In the public interest

This article examines the concerns raised by the Prime Minister regarding RTI applications which have the potential to invade personal privacy. The article was originally published in the Indian Express on 18.10.2012. On a personal note I have been trying to trace the diary of auto shankar which has been mentioned in R. Rajagopal v. State of Tamil Nadu. I would appreciate any help or suggestions in tracing it.

“Recently, the prime minister raised concerns about RTI applications encroaching on the right to privacy. At this juncture, it may be worth remembering the case of “Auto Shankar” and his diary. About 20 years ago, an auto driver called Gauri Shankar, who had murdered more than six teenage girls, was convicted and sentenced to death. Before the appeals process was exhausted, he started writing a diary, which was to be published by a Tamil weekly. The “Auto Shankar” diary was said to contain unflattering portrayals of several senior IAS and IPS officers who, Shankar claimed, were his accomplices. To prevent the publication of the diary, the inspector general of prisons sent a letter to the editor of the publication, giving rise to an interesting contest between privacy and the freedom of the press.

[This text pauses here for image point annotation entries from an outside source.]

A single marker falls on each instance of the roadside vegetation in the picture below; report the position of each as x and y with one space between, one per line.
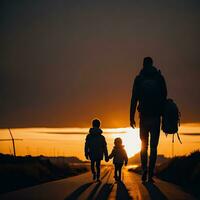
19 172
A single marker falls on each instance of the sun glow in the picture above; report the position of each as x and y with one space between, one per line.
131 141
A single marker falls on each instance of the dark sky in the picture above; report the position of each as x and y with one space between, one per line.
64 62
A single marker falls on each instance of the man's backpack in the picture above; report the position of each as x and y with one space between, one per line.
171 119
150 95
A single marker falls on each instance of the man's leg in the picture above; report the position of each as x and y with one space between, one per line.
98 167
144 136
155 134
93 169
120 171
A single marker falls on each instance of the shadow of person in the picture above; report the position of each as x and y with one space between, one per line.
93 192
154 191
122 192
105 191
75 194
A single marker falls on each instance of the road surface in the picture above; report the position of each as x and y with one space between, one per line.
82 187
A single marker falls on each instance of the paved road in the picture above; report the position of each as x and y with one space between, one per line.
83 188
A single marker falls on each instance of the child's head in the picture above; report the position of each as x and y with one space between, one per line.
96 123
118 142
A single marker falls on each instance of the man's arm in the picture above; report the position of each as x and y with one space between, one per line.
134 100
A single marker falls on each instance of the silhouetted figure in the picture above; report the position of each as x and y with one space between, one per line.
119 157
149 90
95 148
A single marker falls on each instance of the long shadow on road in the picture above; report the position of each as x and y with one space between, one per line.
122 192
74 195
105 191
154 191
92 194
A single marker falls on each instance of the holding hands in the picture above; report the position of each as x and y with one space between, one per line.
106 158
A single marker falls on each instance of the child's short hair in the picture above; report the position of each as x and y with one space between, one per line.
118 141
96 123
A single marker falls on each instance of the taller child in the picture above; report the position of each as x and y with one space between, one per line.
149 90
96 148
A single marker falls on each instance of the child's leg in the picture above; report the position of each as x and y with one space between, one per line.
120 171
98 167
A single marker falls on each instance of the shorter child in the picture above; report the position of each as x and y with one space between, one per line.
96 148
119 158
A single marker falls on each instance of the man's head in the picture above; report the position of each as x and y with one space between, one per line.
147 62
96 123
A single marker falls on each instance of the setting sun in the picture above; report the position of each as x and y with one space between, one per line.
131 141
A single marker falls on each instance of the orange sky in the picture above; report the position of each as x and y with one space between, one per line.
66 62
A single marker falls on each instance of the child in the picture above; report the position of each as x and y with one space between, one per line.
96 148
119 158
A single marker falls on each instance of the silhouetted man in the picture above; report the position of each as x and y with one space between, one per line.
150 92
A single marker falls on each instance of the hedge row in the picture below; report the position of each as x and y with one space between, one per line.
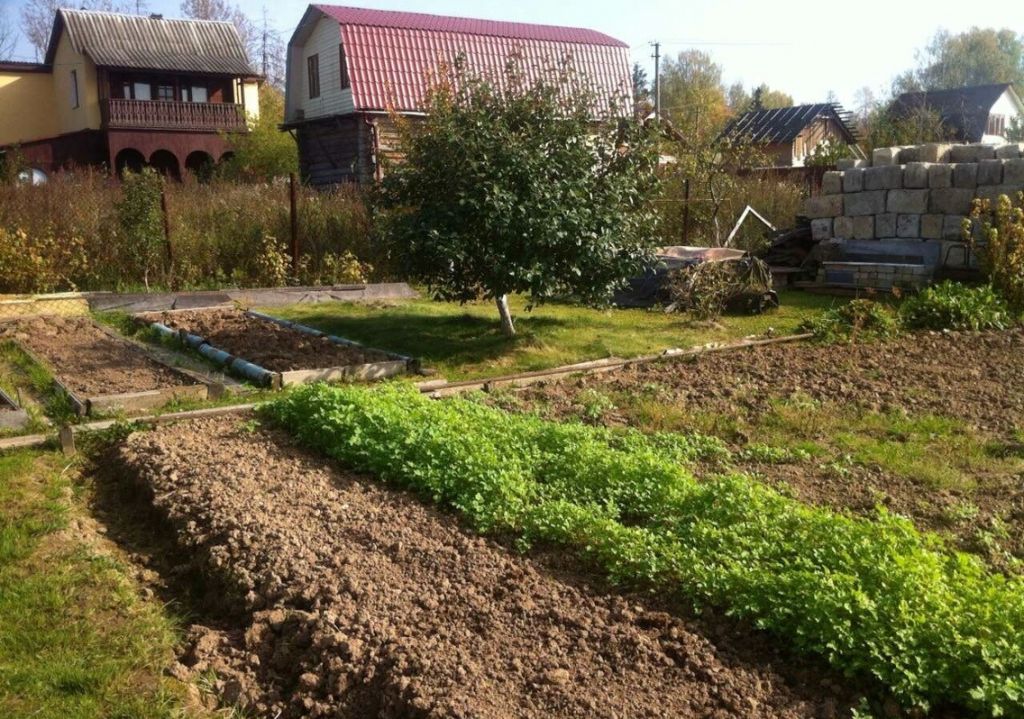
876 597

While ruling on the case, the Supreme Court held, in no uncertain terms, that the publication was thoroughly legitimate and the right to privacy was limited by the right to freedom of speech and expression. It stated that privacy could not be extended to public documents and is not available to public officials when it comes to actions and conduct relevant to the discharge of their official duties. The law that naturally flows from the judgment states that public documents and authorities enjoy a conditioned and limited right to privacy.

Such an outcome is replicated in other cases where privacy is pitted against a competing interest, due to the nature of the adjudication. This includes cases where state interests are involved, such as telephone tapping or the declaration of the criminal records of electoral candidates, as well as cases where individual interests are at stake, such as a disclosure to prevent the transmission of AIDS, a DNA test to determine paternity or even the publication of the photograph of a willful defaulter for the recovery of debts. If constitutional adjudication can be pictured as a bout, the privacy right will be the featherweight matched against the heavyweight; it may put up a fight but it will ultimately get knocked out. In the absence of any constitutional imperative to absolutely protect individual privacy, it falls to individual statutes to protect it.

Such protection of privacy is found in the Right to Information Act, 2005. Section 8(1) of the act contains a list of exceptions under which the information requested in RTI applications may be refused. According to the 2010–2011 annual report of the Central Information Commission (CIC), this provision was the part of the act cited most frequently to turn down RTI applications; about one out of every four applications were rejected under it.

Many of these rejections are based on privacy protection clauses. For instance, Section 8(1)(j) prohibits the disclosure of “information which relates to personal information”, or which would cause unwarranted invasion of an individual’s privacy. Other provisions also provide a fairly robust privacy right, with Section 8(1)(d) taking care of trade secrets and the commercial interests of a third party and Section 8(1)(e) prohibiting disclosure of information held or gathered in the course of a fiduciary duty. However, all three clauses are subject to the rider that disclosure may be appropriate if it is determined that it serves a larger public interest. This is the consistent position taken by the act, which aims to promote transparency and accountability in the working of public authorities.

Now let us imagine that adverse orders are passed and these privacy protections are not properly considered. Even in these cases, the public authority that relies on such clauses to reject an RTI application and is then ordered by the CIC to part with information, can always challenge the order of disclosure before a high court. This process of case by case adjudication has already supplied us with an impressive body of precedent, which serves as a guide for the interpretation of various provisions of the legislation, helping block applications that go against Section 8(1).

To conclude, the pronouncements of the Supreme Court prescribe a thin right to privacy, which is put on a further diet when public officials seek to utilise it or when it is cited to block access to government records. However, the RTI Act provides fairly robust privacy protection. Any attempt to strengthen privacy protection by proposing amendments to the RTI Act is nothing less than a solution in search of a problem.”